O znaczeniu obecności symboli religijnych, a zwłaszcza krzyża w obliczu oczekiwanego w najbliższych dniach orzeczenia drugiej instancji Europejskiego Trybunału Praw Człowieka w Strasburgu w sprawie odwołania rządu włoskiego od wyroku wydanego 3 listopada 2009 r. - przypomniało prezydium episkopatu Włoch.
W opublikowanym wczoraj oświadczeniu przypomniano, że obecność symboli religijnych a zwłaszcza krzyża, odzwierciedlającego uczucia religijne chrześcijan różnych wyznań, nie oznacza narzucania czegoś czy też wykluczania kogokolwiek. Przeciwnie, wyraża ona tradycję, którą wszyscy znają i uznają jako ogromną wartość duchową oraz znak tożsamości otwartej na dialog z każdym człowiekiem dobrej woli, aby wspierać biednych i cierpiących, niezależnie od wyznania, pochodzenia etnicznego lub narodowości.
„Mamy nadzieję, że w analizie kwestii tak delikatnej zostaną wzięte pod uwagę uczucia religijne ludności oraz wspomniane wyżej wartości, jak również fakt, że we wszystkich krajach europejskich istnieje i rozwija się coraz bardziej pozytywne prawo do wolności religijnej, której istotnym wyrazem jest eksponowanie symboli religijnych” – czytamy w dokumencie.
Kierownictwo włoskiego Kościoła przypomina, iż chrześcijanie na całym świecie zachęcają do dialogu z innymi Kościołami i religiami, a także działają jako integralna część realiów swoich krajów, gdzie w kwestii symboli religijnych obowiązują różne uregulowania prawne oraz autonomiczna ewolucja społeczna i prawna. Zaznacza, iż decyzja by nie karać za obecność krzyży i symboli religijnych w sferze publicznej, byłaby zgodna z zasadą pomocniczości, która reguluje stosunki między państwami a instytucjami europejskimi, w poszanowaniu tysiącletnich tradycji każdego narodu i kraju.

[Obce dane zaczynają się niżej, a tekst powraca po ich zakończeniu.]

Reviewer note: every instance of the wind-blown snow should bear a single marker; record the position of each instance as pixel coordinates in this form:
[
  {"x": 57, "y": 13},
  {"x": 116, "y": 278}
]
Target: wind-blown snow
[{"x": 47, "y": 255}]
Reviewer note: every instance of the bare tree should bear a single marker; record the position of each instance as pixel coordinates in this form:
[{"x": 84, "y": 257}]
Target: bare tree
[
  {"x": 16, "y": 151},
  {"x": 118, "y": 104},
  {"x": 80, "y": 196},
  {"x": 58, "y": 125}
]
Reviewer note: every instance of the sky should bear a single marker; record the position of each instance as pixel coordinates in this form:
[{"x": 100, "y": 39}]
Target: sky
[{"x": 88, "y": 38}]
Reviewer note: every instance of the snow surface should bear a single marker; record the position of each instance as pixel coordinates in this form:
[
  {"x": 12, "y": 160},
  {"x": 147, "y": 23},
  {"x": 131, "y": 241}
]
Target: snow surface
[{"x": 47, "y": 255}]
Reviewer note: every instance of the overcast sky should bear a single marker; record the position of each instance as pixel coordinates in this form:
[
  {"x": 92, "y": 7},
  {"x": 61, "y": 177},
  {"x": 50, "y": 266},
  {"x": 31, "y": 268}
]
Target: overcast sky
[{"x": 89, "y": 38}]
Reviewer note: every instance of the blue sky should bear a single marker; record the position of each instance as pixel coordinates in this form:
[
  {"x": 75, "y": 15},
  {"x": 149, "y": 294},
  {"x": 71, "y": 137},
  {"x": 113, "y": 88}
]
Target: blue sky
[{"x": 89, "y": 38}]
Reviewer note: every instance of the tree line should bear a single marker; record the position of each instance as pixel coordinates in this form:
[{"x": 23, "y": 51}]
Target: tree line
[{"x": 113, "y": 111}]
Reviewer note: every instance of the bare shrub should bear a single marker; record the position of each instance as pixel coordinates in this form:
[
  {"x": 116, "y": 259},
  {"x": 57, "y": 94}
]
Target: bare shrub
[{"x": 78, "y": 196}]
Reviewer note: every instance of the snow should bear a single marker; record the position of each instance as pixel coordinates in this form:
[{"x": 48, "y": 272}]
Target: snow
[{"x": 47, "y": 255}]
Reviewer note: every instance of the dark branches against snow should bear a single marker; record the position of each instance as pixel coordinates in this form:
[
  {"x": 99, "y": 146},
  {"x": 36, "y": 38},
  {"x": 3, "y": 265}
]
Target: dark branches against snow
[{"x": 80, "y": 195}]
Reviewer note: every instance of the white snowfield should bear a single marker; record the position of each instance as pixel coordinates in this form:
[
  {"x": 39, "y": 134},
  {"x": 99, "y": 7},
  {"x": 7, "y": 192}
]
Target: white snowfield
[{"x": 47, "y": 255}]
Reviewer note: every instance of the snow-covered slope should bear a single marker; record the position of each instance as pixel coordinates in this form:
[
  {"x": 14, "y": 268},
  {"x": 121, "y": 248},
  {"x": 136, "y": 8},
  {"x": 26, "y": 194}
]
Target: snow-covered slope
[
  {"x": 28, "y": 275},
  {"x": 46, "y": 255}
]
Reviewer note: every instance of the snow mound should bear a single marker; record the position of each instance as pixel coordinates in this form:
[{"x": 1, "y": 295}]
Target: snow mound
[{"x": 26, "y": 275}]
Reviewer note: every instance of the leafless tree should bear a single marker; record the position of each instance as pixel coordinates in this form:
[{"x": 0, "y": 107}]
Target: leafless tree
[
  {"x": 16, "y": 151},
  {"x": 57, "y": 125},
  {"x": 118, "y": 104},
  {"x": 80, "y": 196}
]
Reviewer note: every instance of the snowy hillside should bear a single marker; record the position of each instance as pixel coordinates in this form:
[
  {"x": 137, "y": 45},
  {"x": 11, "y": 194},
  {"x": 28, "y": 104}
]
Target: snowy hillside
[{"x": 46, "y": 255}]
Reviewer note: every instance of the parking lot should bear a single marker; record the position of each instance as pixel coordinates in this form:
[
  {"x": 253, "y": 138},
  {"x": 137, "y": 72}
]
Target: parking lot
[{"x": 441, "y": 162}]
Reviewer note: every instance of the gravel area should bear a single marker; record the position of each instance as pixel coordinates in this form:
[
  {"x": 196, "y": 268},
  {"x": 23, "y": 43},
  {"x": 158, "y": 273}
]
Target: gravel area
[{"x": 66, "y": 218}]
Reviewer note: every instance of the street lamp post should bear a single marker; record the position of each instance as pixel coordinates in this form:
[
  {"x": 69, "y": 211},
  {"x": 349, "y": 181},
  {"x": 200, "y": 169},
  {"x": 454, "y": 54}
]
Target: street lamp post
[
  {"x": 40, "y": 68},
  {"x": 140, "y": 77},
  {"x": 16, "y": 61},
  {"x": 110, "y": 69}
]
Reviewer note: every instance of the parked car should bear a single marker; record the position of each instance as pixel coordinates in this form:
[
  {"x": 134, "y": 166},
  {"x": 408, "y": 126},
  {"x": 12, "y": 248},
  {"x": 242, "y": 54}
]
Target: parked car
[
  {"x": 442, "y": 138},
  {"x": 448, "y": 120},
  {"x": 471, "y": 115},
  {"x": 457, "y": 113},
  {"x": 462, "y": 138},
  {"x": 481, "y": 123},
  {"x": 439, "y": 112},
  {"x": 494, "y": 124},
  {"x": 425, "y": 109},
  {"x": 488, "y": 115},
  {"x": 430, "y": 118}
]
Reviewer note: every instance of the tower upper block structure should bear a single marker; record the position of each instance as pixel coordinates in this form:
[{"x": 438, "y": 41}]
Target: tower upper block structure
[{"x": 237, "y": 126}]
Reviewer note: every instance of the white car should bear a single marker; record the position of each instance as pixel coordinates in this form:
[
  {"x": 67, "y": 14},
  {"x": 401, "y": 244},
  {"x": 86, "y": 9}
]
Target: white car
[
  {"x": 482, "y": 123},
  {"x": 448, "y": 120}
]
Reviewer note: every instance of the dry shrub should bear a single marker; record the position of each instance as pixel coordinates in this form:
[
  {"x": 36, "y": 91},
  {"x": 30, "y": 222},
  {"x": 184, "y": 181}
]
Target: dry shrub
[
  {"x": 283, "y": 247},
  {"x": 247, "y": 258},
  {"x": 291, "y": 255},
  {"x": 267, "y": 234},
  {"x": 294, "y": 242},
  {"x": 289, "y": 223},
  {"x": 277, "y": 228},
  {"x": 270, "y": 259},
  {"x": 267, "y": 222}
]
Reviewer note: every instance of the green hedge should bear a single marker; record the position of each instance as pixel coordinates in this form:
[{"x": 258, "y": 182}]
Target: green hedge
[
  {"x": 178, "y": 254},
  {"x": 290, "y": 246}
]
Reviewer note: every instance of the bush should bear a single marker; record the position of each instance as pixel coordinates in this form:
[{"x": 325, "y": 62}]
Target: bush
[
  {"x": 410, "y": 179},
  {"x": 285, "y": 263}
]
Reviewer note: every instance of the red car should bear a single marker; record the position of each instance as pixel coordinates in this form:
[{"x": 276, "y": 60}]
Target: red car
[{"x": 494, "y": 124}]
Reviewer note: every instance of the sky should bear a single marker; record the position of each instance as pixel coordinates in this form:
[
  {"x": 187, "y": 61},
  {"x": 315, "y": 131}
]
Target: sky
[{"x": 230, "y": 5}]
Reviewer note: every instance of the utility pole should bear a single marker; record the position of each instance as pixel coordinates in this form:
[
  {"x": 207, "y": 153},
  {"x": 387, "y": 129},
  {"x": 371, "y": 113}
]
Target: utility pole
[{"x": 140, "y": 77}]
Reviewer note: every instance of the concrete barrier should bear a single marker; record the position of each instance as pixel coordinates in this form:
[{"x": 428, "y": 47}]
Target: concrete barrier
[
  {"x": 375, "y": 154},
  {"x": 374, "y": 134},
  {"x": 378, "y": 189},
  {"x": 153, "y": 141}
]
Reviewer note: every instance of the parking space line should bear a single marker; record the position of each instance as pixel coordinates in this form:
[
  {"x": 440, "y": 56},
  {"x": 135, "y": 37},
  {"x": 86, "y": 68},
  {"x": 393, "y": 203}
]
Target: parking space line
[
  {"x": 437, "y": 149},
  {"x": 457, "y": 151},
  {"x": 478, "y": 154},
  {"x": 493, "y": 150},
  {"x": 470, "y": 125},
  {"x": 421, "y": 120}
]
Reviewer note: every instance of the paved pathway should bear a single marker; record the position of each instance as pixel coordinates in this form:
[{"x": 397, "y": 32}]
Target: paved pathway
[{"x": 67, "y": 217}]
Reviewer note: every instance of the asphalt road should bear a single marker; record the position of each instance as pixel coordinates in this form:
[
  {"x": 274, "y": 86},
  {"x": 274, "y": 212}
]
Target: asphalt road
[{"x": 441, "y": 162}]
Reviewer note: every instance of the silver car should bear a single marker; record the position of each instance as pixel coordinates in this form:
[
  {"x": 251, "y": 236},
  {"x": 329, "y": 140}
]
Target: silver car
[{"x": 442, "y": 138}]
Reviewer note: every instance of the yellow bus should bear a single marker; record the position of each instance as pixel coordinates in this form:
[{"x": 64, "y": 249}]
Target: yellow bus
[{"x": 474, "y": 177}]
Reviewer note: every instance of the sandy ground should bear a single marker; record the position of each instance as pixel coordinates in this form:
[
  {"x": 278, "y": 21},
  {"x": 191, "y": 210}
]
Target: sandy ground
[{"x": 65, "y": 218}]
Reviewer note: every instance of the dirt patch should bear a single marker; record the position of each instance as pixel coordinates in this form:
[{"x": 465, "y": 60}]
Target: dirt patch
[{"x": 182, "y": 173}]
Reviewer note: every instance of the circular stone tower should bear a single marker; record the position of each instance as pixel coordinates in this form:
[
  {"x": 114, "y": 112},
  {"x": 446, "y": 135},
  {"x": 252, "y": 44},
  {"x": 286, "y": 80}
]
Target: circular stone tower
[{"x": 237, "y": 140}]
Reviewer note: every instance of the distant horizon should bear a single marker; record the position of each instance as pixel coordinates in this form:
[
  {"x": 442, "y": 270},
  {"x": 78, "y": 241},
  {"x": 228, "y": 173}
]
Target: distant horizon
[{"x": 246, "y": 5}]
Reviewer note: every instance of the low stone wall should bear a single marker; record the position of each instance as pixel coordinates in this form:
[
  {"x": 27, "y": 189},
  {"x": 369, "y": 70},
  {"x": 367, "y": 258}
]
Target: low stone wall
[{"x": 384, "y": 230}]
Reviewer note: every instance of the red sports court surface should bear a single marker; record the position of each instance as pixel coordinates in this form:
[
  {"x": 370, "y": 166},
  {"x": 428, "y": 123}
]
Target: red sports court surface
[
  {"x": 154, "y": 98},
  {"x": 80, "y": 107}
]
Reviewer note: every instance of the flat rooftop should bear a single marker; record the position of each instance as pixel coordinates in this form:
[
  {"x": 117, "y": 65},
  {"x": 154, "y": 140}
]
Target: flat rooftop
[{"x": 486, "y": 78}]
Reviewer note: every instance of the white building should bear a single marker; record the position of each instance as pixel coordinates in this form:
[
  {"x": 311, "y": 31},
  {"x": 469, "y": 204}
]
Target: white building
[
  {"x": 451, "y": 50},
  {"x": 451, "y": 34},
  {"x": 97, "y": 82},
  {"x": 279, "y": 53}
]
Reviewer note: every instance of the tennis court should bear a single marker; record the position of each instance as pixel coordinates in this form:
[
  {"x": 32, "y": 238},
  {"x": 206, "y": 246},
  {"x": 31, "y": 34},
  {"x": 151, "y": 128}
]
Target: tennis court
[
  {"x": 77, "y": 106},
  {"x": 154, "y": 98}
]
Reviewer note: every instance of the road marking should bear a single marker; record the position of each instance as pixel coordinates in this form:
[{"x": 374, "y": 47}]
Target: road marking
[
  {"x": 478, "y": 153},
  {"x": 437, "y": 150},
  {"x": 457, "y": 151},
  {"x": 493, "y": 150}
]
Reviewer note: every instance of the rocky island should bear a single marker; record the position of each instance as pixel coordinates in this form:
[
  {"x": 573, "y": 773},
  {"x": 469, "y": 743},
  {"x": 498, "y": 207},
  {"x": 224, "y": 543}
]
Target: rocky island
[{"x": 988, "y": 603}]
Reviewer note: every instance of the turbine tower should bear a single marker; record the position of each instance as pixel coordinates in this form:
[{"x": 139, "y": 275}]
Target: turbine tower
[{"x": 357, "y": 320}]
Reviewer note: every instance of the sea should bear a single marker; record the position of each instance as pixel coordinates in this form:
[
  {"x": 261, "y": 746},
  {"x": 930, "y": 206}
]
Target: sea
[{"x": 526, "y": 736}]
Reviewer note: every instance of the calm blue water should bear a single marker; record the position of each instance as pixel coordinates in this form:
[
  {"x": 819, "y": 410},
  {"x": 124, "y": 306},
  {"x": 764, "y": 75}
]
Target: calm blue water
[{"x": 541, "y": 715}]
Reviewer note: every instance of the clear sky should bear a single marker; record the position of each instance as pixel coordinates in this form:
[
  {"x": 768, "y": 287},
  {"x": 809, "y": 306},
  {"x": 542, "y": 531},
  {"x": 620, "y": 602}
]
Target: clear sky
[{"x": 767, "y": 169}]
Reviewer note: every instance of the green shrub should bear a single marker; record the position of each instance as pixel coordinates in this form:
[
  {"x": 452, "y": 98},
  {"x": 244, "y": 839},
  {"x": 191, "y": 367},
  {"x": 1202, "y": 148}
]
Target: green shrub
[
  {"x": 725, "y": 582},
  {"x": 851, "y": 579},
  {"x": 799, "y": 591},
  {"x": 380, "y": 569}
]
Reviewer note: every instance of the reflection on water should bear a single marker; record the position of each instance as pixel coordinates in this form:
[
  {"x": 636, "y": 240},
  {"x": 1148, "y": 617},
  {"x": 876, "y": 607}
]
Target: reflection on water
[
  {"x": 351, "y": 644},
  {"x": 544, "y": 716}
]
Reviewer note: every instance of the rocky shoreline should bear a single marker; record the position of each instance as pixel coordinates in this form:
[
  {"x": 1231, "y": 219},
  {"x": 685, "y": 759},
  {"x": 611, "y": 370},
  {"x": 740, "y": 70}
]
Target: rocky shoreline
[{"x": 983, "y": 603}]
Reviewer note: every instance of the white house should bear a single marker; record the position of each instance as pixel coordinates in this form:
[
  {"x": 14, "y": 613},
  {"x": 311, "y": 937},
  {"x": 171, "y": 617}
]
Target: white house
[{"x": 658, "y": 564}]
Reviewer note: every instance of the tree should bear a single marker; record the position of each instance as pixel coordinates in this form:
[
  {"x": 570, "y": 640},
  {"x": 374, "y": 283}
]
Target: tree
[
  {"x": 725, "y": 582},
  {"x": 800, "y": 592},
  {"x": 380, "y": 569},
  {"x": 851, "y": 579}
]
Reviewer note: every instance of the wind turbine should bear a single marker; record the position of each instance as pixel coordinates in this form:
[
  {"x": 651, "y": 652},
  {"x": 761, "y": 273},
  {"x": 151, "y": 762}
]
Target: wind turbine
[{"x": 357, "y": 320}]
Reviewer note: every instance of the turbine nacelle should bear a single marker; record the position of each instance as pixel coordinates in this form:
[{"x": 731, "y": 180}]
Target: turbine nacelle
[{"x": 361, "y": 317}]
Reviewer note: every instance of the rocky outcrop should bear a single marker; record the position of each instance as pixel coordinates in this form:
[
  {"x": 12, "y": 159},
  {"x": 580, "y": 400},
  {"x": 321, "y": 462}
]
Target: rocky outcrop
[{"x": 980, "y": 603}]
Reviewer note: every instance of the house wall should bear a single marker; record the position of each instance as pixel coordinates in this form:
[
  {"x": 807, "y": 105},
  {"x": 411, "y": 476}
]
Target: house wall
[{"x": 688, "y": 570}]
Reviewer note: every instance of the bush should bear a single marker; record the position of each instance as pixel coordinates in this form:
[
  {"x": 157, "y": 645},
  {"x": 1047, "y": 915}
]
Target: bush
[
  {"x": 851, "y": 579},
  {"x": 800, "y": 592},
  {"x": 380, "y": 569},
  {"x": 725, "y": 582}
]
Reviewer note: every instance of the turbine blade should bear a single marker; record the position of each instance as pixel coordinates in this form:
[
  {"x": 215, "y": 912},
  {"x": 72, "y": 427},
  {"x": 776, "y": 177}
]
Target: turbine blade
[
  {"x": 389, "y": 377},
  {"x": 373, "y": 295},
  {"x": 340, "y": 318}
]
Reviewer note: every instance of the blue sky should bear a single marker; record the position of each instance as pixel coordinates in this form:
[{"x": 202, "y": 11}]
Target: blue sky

Wielka Izba - instancja odwoławcza Europejskiego Trybunału Praw Człowieka orzeka w składzie 17 sędziów, a wyrok zapada większością głosów. Przed wydaniem orzeczenia odbywa się rozprawa. W składzie orzekającym nie mogą zasiadać sędziowie, którzy orzekali w pierwszej instancji (z wyjątkiem sędziego z danego kraju, tutaj włoskiego) oraz prezesa Trybunału. Wyroki Wielkiej Izby są ostateczne.